The U.S. Food and Drug Administration (FDA) has given the green light to a new
Alzheimer's disease medication developed by
Eli Lilly, called
Kisunla. This approval follows the unanimous recommendation from a panel of independent experts. Kisunla aims to slow the progression of Alzheimer's by targeting and clearing amyloid, a toxic protein in the brain believed to be a primary cause of the disease. This newly approved drug joins two similar treatments on the market,
Leqembi from
Eisai and
Biogen.
Kisunla is approved for use in patients who exhibit
mild cognitive impairment or
mild dementia due to Alzheimer's, provided they have confirmed amyloid pathology. This patient population is similar to those eligible for Leqembi. FDA reviewers had considered whether Kisunla treatment should be limited to patients with deposits of another brain protein,
tau, which was a criterion in the drug's clinical trials.
A significant concern associated with Kisunla is the risk of ARIA (amyloid-related imaging abnormalities), which can cause
brain swelling and
bleeding. Although usually asymptomatic, ARIA can lead to serious complications. The drug’s labeling advises doctors to test for genetic profiles associated with higher ARIA rates. This safety warning aligns with that of Leqembi.

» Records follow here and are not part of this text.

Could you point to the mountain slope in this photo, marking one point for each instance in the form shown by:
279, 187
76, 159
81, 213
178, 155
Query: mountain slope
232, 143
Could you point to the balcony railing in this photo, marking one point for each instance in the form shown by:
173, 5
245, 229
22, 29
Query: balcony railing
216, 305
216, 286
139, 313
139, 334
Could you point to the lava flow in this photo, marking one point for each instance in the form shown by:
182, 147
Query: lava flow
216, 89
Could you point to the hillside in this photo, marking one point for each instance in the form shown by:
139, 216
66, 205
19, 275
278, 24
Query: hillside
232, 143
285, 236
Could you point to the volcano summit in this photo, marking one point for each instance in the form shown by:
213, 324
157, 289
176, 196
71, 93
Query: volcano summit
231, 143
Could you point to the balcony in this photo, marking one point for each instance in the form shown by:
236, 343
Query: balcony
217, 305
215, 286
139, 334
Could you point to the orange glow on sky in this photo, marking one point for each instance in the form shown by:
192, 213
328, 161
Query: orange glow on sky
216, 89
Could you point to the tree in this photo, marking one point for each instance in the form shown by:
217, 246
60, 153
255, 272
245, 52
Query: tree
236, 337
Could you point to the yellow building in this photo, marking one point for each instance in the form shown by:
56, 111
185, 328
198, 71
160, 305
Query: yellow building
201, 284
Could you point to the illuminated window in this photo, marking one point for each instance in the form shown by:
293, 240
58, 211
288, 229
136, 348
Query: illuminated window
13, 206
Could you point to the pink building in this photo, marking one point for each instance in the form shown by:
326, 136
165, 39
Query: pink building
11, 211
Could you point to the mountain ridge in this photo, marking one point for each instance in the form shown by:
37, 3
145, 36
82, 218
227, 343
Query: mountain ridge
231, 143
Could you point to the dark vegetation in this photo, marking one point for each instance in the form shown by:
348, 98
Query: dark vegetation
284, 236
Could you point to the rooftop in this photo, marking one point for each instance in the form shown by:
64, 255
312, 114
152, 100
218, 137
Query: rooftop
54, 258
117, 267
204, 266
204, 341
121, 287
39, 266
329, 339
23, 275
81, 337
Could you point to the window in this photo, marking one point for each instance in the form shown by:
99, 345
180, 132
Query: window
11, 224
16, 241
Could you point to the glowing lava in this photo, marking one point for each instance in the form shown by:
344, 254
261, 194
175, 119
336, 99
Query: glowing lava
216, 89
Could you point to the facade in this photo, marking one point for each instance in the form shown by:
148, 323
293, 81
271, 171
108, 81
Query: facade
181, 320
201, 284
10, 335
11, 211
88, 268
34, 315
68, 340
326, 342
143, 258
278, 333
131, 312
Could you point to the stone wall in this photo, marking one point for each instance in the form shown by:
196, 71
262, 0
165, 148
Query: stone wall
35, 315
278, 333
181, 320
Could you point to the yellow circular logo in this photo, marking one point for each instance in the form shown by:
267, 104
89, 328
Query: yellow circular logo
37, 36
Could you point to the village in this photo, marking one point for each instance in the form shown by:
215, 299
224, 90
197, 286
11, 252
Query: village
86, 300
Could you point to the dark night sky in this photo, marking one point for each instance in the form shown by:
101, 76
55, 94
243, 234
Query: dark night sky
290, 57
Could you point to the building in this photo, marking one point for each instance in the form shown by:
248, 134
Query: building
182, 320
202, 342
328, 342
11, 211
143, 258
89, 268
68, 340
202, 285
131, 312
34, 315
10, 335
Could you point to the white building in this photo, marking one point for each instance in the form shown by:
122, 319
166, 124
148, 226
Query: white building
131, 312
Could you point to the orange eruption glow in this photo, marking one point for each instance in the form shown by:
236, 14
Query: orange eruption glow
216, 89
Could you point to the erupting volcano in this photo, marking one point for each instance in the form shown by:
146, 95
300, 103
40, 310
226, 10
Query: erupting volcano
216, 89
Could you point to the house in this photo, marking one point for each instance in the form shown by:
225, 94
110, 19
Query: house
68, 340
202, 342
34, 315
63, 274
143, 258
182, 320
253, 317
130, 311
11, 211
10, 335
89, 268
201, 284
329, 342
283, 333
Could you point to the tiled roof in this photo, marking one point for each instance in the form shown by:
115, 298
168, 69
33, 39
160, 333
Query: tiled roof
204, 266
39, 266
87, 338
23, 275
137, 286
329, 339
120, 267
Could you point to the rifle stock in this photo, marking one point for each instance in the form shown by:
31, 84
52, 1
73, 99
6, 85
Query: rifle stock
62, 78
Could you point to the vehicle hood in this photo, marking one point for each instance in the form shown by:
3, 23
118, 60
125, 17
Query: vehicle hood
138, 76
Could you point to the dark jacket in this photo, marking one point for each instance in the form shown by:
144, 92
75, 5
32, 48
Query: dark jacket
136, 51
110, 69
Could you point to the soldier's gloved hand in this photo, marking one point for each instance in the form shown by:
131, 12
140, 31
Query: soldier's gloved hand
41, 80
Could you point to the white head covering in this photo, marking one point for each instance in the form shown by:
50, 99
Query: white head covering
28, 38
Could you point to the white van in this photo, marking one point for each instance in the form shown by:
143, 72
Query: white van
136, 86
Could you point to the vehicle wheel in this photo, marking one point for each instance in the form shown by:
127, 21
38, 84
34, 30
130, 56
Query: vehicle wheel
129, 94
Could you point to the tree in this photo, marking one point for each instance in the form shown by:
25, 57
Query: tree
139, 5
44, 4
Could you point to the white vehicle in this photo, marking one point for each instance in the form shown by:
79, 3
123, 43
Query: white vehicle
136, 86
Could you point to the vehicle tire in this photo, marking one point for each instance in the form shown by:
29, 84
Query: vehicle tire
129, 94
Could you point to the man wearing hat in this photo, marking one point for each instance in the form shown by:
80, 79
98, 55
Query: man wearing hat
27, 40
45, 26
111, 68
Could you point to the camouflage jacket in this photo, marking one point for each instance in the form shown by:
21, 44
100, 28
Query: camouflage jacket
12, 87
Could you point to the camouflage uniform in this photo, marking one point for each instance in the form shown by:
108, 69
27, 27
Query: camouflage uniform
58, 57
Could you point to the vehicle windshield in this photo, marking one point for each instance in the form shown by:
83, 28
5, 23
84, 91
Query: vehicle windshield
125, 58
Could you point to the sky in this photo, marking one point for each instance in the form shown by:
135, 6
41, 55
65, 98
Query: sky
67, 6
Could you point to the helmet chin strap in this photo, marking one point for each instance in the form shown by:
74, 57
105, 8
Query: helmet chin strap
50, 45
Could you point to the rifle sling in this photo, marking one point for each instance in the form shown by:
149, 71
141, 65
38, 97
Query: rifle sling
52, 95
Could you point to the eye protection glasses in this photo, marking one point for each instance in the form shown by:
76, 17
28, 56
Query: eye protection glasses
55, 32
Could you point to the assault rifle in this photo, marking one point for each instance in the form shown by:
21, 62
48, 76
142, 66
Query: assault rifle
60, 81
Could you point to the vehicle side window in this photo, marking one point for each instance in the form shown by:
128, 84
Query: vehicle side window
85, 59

Eli Lilly has priced Kisunla at just under $700 per vial, translating to approximately $32,000 annually if treatment is continued for a year. Comparatively, Leqembi is priced at $26,500 annually. However, Kisunla's clinical trials allowed for treatment cessation if amyloid deposits were sufficiently cleared from the brain. This approach, noted in the FDA's labeling, might reduce the overall cost for patients who quickly reach minimal amyloid levels.
Howard Fillit, co-founder and chief science officer of the Alzheimer's Drug Discovery Foundation, expressed optimism about the potential to stop treatment once effectiveness is achieved, which could lessen financial and treatment burdens on patients.
Unlike Biogen's
Aduhelm and Eisai’s Leqembi, which initially received accelerated approval, Kisunla has been granted full traditional approval. This distinction is crucial for reimbursement under the federal Medicare program, which covers the majority of Alzheimer's patients. Accelerated approval did not initially make Aduhelm or Leqembi eligible for such coverage, although Leqembi's approval status was later converted to full.
The approval of Kisunla comes after years of research focused on amyloid's role in Alzheimer's. Amyloid clumps into plaques that disrupt brain cell communication. Despite significant evidence supporting the amyloid hypothesis, previous drugs targeting amyloid failed to show benefits in clinical trials. Aduhelm, the first to reach patients, faced controversy over its efficacy and high cost, which deterred insurers. Leqembi, on the other hand, had more straightforward data backing its approval and has seen a gradual increase in sales following full FDA approval, though not to the extent anticipated by its developers.
There is ongoing debate among analysts about whether Leqembi or Kisunla will dominate the market. Data suggests that Leqembi might be safer, while Kisunla offers more convenience through less frequent dosing. However, no direct head-to-head trials have been conducted, complicating direct comparisons.
Expectations are high for Kisunla to become a major revenue generator for Eli Lilly, supplementing the company's successful
diabetes and
obesity treatments. Analysts predict that Kisunla could reach nearly $5 billion in annual sales at its peak.
Both Kisunla and Leqembi are recommended for early-stage Alzheimer's patients, underscoring the importance of early diagnosis and intervention. Joanne Pike, CEO of the Alzheimer’s Association, emphasized the necessity for equitable access to these treatments and the preparedness of healthcare systems to support eligible patients.